Lágrimas sobre la Obra 500

Lágrimas sobre la Obra 500
/ Juan Carlos Franco

Tengo en mis manos el original del aviso de página completa que publicó El Mundo, por allá a comienzos de octubre de 1990, promoviendo la famosa Obra 500 por Valorización. Seguro fue ordenado por la alcaldía de la época, en cabeza de Ómar Flórez Vélez. Excelente diseño gráfico, a propósito.
Como es bien conocido, el proyecto fue sometido a consulta popular y fue derrotado. Por la razón que sea, la comunidad no aceptó pagar una contribución para que le hicieran muchas más (y mucho mejores) vías a comienzos de los 90.
Dan ganas de llorar por lo que pudo haber sido y no fue.

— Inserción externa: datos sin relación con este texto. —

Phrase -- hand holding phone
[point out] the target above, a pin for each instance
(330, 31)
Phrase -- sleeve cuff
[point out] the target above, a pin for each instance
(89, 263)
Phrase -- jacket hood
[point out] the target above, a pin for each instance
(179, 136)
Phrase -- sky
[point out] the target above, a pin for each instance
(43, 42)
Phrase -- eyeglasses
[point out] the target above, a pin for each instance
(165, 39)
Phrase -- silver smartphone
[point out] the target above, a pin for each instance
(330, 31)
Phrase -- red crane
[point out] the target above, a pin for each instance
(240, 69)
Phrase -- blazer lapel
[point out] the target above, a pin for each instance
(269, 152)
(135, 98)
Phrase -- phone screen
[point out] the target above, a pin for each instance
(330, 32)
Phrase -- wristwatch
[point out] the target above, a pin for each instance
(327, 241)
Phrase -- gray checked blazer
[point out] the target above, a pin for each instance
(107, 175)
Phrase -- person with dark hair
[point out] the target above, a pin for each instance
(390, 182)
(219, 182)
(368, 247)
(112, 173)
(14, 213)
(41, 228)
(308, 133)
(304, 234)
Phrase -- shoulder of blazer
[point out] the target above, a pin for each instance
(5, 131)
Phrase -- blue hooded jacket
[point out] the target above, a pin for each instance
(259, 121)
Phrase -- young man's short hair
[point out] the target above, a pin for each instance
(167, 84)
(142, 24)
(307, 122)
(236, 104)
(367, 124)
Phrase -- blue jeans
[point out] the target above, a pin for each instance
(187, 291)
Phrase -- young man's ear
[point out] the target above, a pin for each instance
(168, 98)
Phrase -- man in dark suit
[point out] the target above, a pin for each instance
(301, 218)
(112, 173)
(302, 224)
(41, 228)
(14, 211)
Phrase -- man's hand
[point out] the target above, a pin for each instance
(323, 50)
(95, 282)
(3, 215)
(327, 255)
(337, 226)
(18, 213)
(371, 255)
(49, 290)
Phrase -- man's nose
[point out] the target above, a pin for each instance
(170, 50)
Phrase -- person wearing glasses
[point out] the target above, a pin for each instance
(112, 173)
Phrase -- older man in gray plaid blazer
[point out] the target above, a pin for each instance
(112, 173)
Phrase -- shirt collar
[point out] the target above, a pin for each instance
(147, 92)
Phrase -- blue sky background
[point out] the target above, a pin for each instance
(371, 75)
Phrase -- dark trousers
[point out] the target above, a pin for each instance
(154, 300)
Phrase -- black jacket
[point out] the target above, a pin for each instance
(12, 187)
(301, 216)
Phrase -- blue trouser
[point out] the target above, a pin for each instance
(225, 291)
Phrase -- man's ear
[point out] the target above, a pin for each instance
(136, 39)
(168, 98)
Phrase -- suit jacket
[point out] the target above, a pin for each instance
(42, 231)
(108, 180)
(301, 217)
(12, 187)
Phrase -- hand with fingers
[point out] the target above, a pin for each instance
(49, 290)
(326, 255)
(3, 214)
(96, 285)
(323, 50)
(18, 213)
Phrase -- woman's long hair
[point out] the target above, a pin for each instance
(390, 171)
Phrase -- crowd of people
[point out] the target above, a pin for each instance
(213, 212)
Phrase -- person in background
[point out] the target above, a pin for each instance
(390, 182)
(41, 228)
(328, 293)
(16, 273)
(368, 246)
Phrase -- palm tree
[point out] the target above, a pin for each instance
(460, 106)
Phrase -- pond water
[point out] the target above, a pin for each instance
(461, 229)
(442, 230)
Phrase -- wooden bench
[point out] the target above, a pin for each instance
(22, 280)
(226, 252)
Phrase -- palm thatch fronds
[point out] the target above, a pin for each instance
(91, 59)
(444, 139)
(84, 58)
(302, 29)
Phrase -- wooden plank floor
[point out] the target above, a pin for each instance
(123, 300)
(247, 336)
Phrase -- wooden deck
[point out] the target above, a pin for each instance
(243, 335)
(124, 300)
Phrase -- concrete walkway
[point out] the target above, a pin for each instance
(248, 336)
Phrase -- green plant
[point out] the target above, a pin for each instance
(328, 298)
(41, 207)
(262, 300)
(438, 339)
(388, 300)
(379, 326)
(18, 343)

Más de 20 pasos a desnivel en los cruces de todas las lomas con todas las transversales, además de nueva Transversal Intermedia llegando hasta la calle San Juan; nueva Circunvalar Oriental entre San Lucas y Las Palmas unos 500 metros arriba de la Superior; ampliación de las tres lomas claves (Parras, González, Balsos) y, por si fuera poco, ¡pasos a desnivel en el cruce de cada una de ellas con la Avenida!
Eran otras épocas. La población y el desarrollo de este sector de Medellín no llegaba ni a la mitad de hoy, tal vez a la tercera parte. Cómo habría sido de fácil, comparativamente, negociar predios. O cerrar parcialmente una vía transversal o una loma mientras se construía el intercambio.
Y de otro lado, cómo se hubieran valorizado (ahí sí, no con el proyecto actual) todos los predios de El Poblado. Cómo habrían mejorado los tiempos de desplazamiento de 1995, los de 2002, los de 2012, los de 2030. ¡Caramba, si a lo mejor nos habríamos ahorrado el pico y placa! Ah, y la cantidad de puestos de trabajo que habríamos generado a lo largo de más de cinco años, justo en la época en que Medellín más los necesitaba…
Pero no. Preferimos ahorrarnos unos pesos. Preferimos el corto plazo y no tuvimos la visión, la grandeza, la generosidad para pensar en el futuro.
Seguramente los promotores del NO, como aquellos que se reunían en la Divina Eucaristía, quedaron muy orgullosos con su triunfo. Que fue limpio y legal, por supuesto, ese no es el problema.
Me pregunto si hoy, 22 años después, estos dirigentes políticos, gremiales, empresariales, o simples ciudadanos, secretamente sentirán arrepentimiento, mientras desperdician horas y horas de todos sus días navegando nuestros tacos.
Me pregunto cuántos de los ciudadanos que votaron NO, hoy lo lamentan y desearían haber votado SÍ.
Estimado lector, ¿si usted pudiera mágicamente trasladarse al 6 de octubre de 1990, y le fuera dado hacer una presentación ante los votantes del día siguiente sobre el futuro de las vías del Poblado, qué les diría?
¿Les llevaría acaso fotos de Los Balsos 2012 cualquier día a las 5 pm. o de cualquier tramo de la Avenida? ¿O de esa lamentable colcha de retazos que llamamos “la 34”?
¿Les diría, tal vez, que no deberían pensar solo en ellos, hombres y mujeres de 1990, sino también en las generaciones futuras? Que sus hijos y nietos algún día les preguntarán por qué a El Poblado se lo tragó la tierra en términos viales? ¿Plantearía acaso que en ese tipo de consultas deberían participar -de alguna manera aún por descubrir- los ciudadanos del futuro, que son quienes finalmente cosecharán los beneficios o perjuicios de las decisiones del ciudadano 1990?